Every Ivy League school, several other elite universities, the American Civil Liberties Union and over 500 professionals have filed amicus curiae briefs — where a group not involved in the case submits a brief to sway the court’s decision — in support of Harvard’s right to consider race in the process.
The ACLU argued that Harvard’s intention to create a diverse student body is a worthy goal.
“The ACLU argues a whole-person, race-conscious admissions process furthers a university’s academic freedom to assemble a diverse student body,” the brief said. “Should any admission practices unfairly disadvantage any group, the solution is to amend the practice but not to discard wholesale a diversity program that benefits all students.”
Senior Breanna McDonald said she believes the case is pitting different minority groups against each other.
“I hate that SFFA is using Asian students to take away something that can help students of color,” McDonald said. “That’s just trying to get that divide between people. That’s something that we as minority students need to realize. In order for us to help each other, we need to understand each other’s differences and focus on who is doing this to us and how can we all collectively work together to fix that issue.”
Although SFFA submitted the case over four years ago, motions and court hearings have only revealed select parts of Harvard’s admissions process.
Duke University freshman Aaron Zhao (‘18) said his college experience made him appreciate the diversity that affirmative action promotes, despite feeling worried when he was in high school that affirmative action was working against him.
“Once I got to college, I realized how much everyone has to bring,” Zhao said. “I know a lot of people here who wouldn’t have made it to Duke without affirmative action based on their socioeconomic status. Without them, I feel like my experience would be really different.”
In response to the case, Harvard has explicitly outlined when and how admissions officers may consider an applicant’s race during the admissions process.
Judge Allison Burroughs will hear the case, but neither side believes she will have the final say; regardless of the verdict, the other side is almost guaranteed to appeal. Burroughs is expected to reach a decision in the spring of 2019, according to The Harvard Crimson.

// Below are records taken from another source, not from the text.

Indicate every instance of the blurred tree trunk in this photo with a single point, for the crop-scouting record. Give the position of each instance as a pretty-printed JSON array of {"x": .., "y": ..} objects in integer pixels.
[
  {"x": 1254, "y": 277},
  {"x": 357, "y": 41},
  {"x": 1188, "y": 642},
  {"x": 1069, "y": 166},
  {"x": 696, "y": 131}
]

No matter what the courts decide, Zhao said he believes college is an important time for students to meet people from different backgrounds and challenge their own perspectives.
“Coming here, I’ve met people from all over the world, in different financial situations, who bring so much to the classroom,” Zhao said. “In my biomedical class, there’s this guy from Togo, and he himself said that he wouldn’t be here if affirmative action had not been in play. He adds so much to the conversation that none of us can just because he’s from a different side of the world.”